La emoción de ver a Franco Colapinto
La edición de este año tuvo además un atractivo especial para los argentinos: la presencia de Franco Colapinto en la máxima categoría. Capdevila llevó una bandera de Pergamino para acompañar al joven piloto y vivió con intensidad cada una de sus vueltas.
“La primera vez que pasó Franco te empieza a temblar la voz. No lo podés creer. La otra carrera de Fórmula 1 a la que había ido fue cuando todavía no estaba Colapinto. Vivir esto ahora es algo muy especial”, señaló.
Si bien el resultado final no fue el esperado para Colapinto, que terminó 14º tras verse perjudicado por distintas circunstancias de carrera, el pergaminense destacó la importancia de verlo competir en uno de los escenarios más exigentes del campeonato. “Es un circuito muy difícil. Ahí la cabeza juega un papel fundamental. Ver cómo manejan esos autos en un lugar tan angosto es impresionante”, afirmó.
Entre los mejores recuerdos de su vida
Cuando se le preguntó dónde ubica esta experiencia dentro de su historia personal ligada al automovilismo, la respuesta fue inmediata. “Automovilísticamente hablando, sin duda está entre los mejores momentos de mi vida”, aseguró.

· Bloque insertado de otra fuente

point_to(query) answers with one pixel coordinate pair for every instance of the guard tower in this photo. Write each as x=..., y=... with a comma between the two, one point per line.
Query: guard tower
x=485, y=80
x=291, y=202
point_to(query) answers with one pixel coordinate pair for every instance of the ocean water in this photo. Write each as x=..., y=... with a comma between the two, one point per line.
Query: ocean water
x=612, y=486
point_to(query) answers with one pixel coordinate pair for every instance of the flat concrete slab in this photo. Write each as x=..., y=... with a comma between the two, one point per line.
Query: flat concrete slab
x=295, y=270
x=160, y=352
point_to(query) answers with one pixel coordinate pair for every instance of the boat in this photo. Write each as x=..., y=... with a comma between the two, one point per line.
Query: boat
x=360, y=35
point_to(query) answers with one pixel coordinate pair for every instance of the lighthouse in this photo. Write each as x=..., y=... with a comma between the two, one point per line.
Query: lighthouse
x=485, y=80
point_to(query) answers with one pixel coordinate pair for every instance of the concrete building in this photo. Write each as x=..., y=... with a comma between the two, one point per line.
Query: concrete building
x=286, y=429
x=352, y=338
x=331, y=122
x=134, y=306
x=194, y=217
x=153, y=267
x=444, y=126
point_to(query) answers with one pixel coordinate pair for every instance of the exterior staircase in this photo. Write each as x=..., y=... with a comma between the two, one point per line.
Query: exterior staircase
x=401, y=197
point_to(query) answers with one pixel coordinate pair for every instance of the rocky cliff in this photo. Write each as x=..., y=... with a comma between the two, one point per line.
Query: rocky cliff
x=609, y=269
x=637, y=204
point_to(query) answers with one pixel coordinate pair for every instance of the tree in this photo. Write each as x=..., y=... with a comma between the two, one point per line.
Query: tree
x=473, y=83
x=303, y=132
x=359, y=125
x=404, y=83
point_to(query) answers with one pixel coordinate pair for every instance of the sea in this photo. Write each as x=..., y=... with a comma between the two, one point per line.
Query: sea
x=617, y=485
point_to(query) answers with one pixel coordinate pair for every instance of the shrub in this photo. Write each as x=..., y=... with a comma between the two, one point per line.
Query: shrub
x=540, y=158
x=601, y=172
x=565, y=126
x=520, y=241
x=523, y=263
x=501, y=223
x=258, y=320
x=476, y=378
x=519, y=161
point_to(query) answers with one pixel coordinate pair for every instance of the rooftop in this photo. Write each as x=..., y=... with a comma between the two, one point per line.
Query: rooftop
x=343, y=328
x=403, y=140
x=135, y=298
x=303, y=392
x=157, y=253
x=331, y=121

Para quien es un apasionado del automovilismo y sigue de cerca las distintas categorías del deporte motor, estar presente en el Gran Premio de Mónaco representó mucho más que asistir a una carrera: fue la concreción de un sueño largamente esperado. Y mientras continúa disfrutando de su viaje por Europa junto a su esposa, Capdevila mantiene intacta otra ilusión: la posibilidad de que la Fórmula 1 vuelva a correr en Argentina. “Creo que se está trabajando más de lo que la gente sabe. Ojalá podamos tener una buena noticia pronto”, expresó. Después de haber vivido la magia de Mónaco en primera persona, nadie mejor que él para entender lo que significaría volver a escuchar el rugido de la Fórmula 1 en suelo argentino.